С одной стороны, мне не хотелось оставаться одной так надолго. С другой – родители беспокоятся обо мне, а это приятно. Болезнью я обратила на себя их внимание. Поначалу хотелось всплакнуть, но, пожалуй, пора с этим заканчивать, недавно мне исполнилось десять. В тот день папа был торжественен и серьезен, присел за письменный стол и сообщил, что это мое последнее лето детства. Он очень редко заговаривает со мной и почти никогда не заходит в мою комнату. Поэтому я растерялась и не решилась спросить, что он имеет в виду. Может, со следующего года летние каникулы отменяются? Неужели в средней школе учатся круглый год без отдыха? А я лежу здесь, и проходит мое последнее лето детства.

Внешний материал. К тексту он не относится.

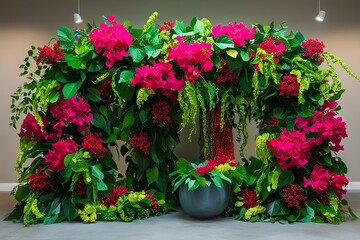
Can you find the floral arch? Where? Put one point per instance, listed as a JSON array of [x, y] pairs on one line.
[[96, 86]]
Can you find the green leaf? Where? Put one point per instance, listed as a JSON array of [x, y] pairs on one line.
[[96, 172], [54, 96], [129, 118], [137, 54], [22, 192], [64, 34], [126, 76], [151, 51], [152, 174], [70, 89], [100, 122], [94, 94], [224, 42], [74, 61]]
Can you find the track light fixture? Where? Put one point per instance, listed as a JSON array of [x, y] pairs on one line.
[[321, 15], [77, 17]]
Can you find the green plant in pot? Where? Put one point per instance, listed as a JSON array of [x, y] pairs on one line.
[[205, 186]]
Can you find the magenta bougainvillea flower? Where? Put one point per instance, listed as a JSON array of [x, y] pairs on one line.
[[291, 148], [294, 195], [158, 76], [38, 181], [73, 110], [94, 145], [289, 86], [237, 32], [56, 155], [327, 126], [141, 142], [114, 39], [313, 48], [191, 58]]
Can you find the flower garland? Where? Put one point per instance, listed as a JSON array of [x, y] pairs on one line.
[[142, 86]]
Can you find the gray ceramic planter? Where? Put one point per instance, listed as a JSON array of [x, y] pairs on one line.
[[205, 202]]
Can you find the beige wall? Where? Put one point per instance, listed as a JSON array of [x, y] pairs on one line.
[[26, 23]]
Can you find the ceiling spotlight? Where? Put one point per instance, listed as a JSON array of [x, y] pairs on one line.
[[321, 15], [77, 17]]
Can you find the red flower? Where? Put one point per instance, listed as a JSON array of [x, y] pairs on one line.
[[158, 76], [313, 48], [55, 157], [94, 145], [141, 142], [273, 46], [291, 148], [71, 110], [237, 32], [338, 183], [191, 58], [319, 179], [249, 198], [49, 54], [168, 25], [114, 195], [294, 195], [289, 86], [39, 180]]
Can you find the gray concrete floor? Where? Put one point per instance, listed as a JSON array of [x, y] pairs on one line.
[[178, 226]]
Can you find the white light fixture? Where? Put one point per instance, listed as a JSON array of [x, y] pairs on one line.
[[77, 17], [321, 15]]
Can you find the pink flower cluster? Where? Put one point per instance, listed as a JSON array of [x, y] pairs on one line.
[[294, 195], [167, 26], [114, 195], [326, 125], [38, 181], [160, 112], [31, 129], [49, 54], [313, 48], [114, 39], [212, 163], [274, 47], [289, 86], [55, 156], [94, 145], [237, 32], [321, 179], [291, 148], [158, 76], [192, 59], [141, 142], [72, 110]]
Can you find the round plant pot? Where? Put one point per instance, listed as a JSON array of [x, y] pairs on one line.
[[204, 202]]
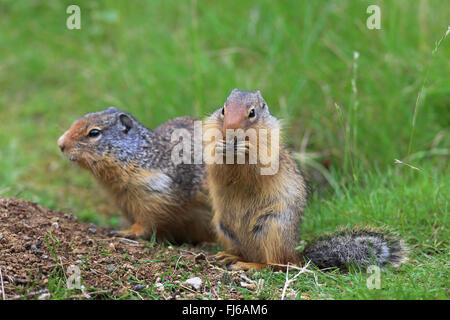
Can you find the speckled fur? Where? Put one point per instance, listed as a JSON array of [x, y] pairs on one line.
[[134, 164]]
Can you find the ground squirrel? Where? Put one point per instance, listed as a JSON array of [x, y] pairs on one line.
[[134, 164], [257, 217]]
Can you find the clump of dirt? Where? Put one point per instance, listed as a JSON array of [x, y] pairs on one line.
[[42, 251]]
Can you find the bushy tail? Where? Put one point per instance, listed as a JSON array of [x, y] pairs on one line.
[[359, 246]]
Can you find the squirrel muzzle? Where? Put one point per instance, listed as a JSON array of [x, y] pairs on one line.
[[235, 117]]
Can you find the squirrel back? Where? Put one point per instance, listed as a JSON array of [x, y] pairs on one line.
[[257, 217], [133, 163]]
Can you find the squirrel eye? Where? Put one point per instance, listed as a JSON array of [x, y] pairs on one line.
[[94, 133]]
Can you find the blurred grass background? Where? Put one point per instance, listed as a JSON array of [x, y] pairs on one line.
[[161, 59]]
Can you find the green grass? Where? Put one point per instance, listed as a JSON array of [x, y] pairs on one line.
[[162, 59]]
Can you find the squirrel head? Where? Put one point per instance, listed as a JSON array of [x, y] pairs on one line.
[[243, 109], [100, 136]]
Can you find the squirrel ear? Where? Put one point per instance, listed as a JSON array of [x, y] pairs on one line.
[[126, 122]]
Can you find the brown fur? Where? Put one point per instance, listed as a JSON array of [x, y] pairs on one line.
[[256, 216], [171, 214]]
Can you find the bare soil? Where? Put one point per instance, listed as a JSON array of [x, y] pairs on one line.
[[41, 248]]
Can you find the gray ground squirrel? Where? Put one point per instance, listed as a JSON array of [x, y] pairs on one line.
[[134, 164], [257, 217]]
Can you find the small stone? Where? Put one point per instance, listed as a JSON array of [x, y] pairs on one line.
[[250, 286], [122, 291], [110, 268], [196, 282], [44, 296], [138, 287], [159, 286], [200, 257]]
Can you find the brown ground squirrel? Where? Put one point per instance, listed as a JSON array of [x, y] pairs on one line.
[[257, 217], [134, 164]]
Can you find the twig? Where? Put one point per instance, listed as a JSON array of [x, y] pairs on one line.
[[3, 287], [288, 281]]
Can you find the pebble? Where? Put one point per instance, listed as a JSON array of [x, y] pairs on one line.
[[159, 286], [138, 287], [196, 282]]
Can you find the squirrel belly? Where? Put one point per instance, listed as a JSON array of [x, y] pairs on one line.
[[257, 217], [134, 165]]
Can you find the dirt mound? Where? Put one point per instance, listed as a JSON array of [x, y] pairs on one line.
[[42, 252]]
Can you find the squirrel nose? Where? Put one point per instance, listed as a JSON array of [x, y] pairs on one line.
[[233, 120], [61, 144]]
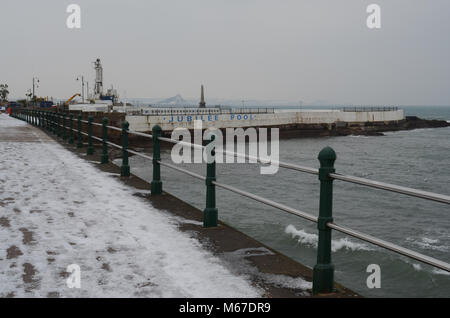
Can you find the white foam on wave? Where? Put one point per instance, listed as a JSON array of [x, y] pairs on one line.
[[428, 243], [336, 245]]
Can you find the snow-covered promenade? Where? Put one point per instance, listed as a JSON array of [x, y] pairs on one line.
[[57, 209]]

Когда становится совсем тоскливо, я воображаю себя Козеттой – брошенной и несчастной. Самый желанный подарок для меня сейчас – это «Отверженные» Гюго, и я не знаю, что нравится мне сильнее – уже одно только звучание этого слова «отверженные», немного перекликающегося с моей фамилией, или сюжет, которым я впечатлилась, посмотрев о книге телепередачу. Впрочем, мама утверждает, что я не доросла до подобной литературы, и, по обыкновению, венчает свою проповедь уверением, что я все равно ничего не пойму. Можно подумать, она знает, что я в состоянии понять, а что – нет. Взрослые часто интересуются своими детьми не больше, чем я бывшими людьми, которые являются мне в непредсказуемых, суматошных видениях, но я уделяю им внимание, в отличие от вечно занятых взрослых. Вот и доктор Нарбут что-то хотел поведать, но исчез, потому что я случайно посмотрела в мрачное больничное окно.
Наручные часы, подарок ко дню рождения, показывают восемь ноль семь. Почему-то не несут завтрак – странно.